In the present study, 28.8% of the fasting group reported decreased sleep quality. Other studies have also shown delays in the sleep-wake cycle and decreased deep sleep (17). In this study, being on two separate meals of Iftar and dinner was identified as a factor for decreased sleep quality. Furthermore, a calorie intake of more than 1200 Kcal and a protein intake of more than 50 g at Iftar and dinner were associated with decreased sleep quality in fasting individuals. Sleep onset is associated with a rapid decrease in core body temperature and the maximum loss occurs 60 minutes before bedtime (18). Increased sleep latency in Ramadan may be associated with increased bedtime body temperature caused by a delay in mealtime and its thermogenic effect (17). In one study, the percentages of participants reporting a lack of sleep quality, thirst and hunger were 65%, 19% and 7%, respectively (19). It seems that among macronutrients, proteins cause the highest thermogenic effect (20) and thus play a strong role in increasing body temperature and subsequently decreasing sleep quality.
Ramadan fasting has been suggested as a cause of headaches (21). Of our studied population, 24.6% reported an increase of headaches during Ramadan. In one related study, headache occurrences increased by 48% in those who had a history of headaches and also occurred in 38% of participants who had no history of headaches (7). Hypoglycemia and some selected foods have been suggested as causes of headaches (22). Headaches that occur during this period have often been attributed to several factors including hypoglycemia (23), withdrawal of caffeine (10), changes in sleep patterns (24) and stress (25). Our findings suggested that a carbohydrate intake of higher than 200 g at Iftar and more than 80% of calorie intake at Sahar and Iftar meals in total, a pre-Ramadan headache history and being accustomed to drinking more than five cups of tea a day or smoking before Ramadan were all associated with an increased incidence of Ramadan-related headaches. To prevent these headaches, gradually reducing tea, coffee and cigarette consumption one or two weeks before Ramadan may be useful.
To our knowledge, this was the first comprehensive and clearly designed study that explores the participants' knowledge along with the occurrence or changes in sleep quality and gastrointestinal complications that have been attributed to Ramadan fasting.
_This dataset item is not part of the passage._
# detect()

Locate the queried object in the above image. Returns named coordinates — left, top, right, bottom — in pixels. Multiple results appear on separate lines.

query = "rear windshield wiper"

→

Furthermore, studying a large sample size and control group was a strong point of the present study. A limitation of this study is that the findings cannot be generalized for all fasting people in the country or the world because dietary and lifestyle patterns may vary to some extent in different populations.
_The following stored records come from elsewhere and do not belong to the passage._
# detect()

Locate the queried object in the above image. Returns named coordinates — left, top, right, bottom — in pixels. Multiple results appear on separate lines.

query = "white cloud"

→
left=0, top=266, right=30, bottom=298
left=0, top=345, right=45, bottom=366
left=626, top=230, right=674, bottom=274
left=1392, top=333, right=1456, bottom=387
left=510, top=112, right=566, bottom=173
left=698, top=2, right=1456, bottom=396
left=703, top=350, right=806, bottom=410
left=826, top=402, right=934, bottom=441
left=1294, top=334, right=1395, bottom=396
The results of this study show that it is necessary to educate people about preventive methods for hypoglycemia and related hunger and weakness. Also, despite the relatively high level of knowledge of the general principles of a diet that will prevent Ramadan-attributed complications, determining the associated amounts of nutrient intake and educating the general populace would be effective steps in minimizing the number of complications related to Ramadan fasting.
The authors thank all who participated in or collaborated with the present study.